Call the parallelogram ABCD and let angle BAD be x. Because opposite side and opposite angles of a parallelogram are equal, we only need to consider two sides. Let AB=a and AD=b be two adjacent sides. Let the bisectors of these sides be points P and Q respectively. AP=PB=a/2 and AQ=QD=b/2. Outside ABCD, draw XP, length a/2, perpendicular to AB, and YQ, length b/2, perpendicular to AD. X and Y are the centres of the squares on AB and AD.
One side of the new quadrilateral is defined by the line XY. So let's find its length.
AX=a/sqrt(2) and AY=b/sqrt(2), because they are hypotenuses of triangles AXP and AYQ. XY=a^2/2+b^2/2-abcosXAY (cosine rule). Angle XAY=XAP+BAD+QAY=45+x+45=90+x. cosXAY=cos(90+x)=-sinx. So XY=a^2/2+b^2/2+absinx.
Let's find the length of an adjacent side of the new quadrilateral. This time we have angle CDA=180-x. CD is bisected at R and WR is the perpendicular on to CD, and WR=RD=RC=a/2 because DC is parallel and equal in length to AB. Angle YDW=360-(RDW+180-x+QDY)=360-(45+180-x+45)=90+x, and cos(90+x)=-sinx. WY=DW^2+DY^2-2DWDYcosYDW=a^2/2+b^2/2+absinx. Therefore WY=XY. Since there is symmetry in the geometry the other two sides will be the same. And the opposite interior angles are equal. Therefore we have rhombus.
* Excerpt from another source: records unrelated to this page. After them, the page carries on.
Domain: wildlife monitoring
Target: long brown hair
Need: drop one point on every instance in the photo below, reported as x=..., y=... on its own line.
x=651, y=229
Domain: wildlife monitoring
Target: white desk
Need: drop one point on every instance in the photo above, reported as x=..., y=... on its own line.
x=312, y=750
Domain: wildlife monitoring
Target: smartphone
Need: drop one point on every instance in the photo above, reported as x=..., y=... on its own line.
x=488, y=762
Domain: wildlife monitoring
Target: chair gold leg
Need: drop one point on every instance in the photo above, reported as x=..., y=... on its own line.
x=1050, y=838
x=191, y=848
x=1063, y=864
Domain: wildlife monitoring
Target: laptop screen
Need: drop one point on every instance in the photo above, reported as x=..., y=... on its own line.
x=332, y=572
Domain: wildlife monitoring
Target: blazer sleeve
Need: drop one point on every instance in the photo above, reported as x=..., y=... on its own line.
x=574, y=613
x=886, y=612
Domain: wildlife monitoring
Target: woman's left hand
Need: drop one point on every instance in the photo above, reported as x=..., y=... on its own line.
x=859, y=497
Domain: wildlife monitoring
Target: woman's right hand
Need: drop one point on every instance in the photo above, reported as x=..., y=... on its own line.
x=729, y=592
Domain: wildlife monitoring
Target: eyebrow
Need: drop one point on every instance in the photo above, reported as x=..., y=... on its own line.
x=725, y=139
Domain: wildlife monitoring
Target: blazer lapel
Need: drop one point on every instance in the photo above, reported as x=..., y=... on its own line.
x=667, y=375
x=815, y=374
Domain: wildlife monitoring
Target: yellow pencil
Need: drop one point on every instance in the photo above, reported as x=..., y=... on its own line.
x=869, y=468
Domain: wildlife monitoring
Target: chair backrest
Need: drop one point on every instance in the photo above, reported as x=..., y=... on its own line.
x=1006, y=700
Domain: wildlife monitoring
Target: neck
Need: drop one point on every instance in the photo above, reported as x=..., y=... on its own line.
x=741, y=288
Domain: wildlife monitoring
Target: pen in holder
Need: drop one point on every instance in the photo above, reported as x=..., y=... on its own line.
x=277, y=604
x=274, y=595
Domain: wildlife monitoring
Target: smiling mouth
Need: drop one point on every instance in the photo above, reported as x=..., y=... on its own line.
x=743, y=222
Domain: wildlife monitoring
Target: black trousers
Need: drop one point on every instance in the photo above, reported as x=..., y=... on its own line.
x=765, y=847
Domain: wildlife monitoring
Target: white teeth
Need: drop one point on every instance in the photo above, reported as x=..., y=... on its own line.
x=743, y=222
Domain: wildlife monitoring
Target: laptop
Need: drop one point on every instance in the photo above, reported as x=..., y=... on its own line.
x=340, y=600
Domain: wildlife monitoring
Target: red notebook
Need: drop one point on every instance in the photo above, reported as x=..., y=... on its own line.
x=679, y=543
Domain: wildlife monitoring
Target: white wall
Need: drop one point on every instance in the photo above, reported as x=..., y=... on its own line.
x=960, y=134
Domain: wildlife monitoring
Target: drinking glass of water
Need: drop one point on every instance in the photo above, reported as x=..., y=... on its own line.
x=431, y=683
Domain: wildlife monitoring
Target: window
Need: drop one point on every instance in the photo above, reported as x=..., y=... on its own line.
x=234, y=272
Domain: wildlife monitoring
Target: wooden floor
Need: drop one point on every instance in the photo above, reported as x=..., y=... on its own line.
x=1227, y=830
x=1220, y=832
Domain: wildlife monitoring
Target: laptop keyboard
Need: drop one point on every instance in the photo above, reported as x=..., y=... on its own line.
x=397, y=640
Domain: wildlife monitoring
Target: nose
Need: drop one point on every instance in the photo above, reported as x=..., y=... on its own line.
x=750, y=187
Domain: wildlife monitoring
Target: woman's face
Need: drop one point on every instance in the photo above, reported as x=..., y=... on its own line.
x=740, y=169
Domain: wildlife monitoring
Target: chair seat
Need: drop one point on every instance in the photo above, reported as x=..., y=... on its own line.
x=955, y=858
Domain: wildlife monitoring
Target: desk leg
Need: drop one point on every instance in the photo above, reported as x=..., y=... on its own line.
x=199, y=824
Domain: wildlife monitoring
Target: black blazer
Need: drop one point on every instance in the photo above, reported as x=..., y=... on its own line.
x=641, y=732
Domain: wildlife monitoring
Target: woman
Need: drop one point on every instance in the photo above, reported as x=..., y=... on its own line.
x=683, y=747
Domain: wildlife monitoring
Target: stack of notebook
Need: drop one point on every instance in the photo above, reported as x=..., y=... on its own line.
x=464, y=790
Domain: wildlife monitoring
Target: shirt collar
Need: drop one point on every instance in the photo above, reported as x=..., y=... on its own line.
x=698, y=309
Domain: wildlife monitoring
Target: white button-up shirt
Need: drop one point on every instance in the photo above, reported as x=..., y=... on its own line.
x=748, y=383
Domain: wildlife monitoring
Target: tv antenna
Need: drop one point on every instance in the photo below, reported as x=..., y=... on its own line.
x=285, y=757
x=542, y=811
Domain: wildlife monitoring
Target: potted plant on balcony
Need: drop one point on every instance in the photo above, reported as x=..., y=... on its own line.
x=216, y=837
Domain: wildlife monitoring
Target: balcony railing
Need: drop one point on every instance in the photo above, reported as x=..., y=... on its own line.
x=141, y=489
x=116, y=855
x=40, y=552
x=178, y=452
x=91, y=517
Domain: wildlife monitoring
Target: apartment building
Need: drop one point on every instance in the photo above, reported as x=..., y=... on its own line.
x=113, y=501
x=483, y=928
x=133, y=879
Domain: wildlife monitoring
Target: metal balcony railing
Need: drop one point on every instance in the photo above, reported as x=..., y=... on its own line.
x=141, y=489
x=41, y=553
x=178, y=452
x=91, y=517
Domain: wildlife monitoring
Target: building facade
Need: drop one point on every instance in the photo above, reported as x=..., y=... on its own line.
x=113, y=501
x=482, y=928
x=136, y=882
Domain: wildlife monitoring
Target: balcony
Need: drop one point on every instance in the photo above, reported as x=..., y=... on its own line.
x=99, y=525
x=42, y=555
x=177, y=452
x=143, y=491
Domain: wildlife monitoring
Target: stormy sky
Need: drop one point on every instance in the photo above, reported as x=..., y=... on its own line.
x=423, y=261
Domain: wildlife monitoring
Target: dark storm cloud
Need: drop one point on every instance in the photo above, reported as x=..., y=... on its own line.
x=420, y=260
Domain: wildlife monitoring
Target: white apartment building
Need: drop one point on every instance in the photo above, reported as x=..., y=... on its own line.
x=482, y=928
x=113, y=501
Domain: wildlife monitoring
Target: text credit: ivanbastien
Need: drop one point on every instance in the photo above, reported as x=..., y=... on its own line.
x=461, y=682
When you draw the diagram you may find that XY is exterior to the parallelogram, and WY is interior. Nevertheless, since sin(180-x)=sinx, the lengths of the sides will still be equal. There are various other geometries that may apply, but you will find that you always get a combination of two angles of 45 degrees and the angle of the parallelogram (skew), but sinx will always be the result (for example, cos(90-x)=sinx, cos(45-x+45)=sin(x), cos(180-(90+x))=sinx, etc.).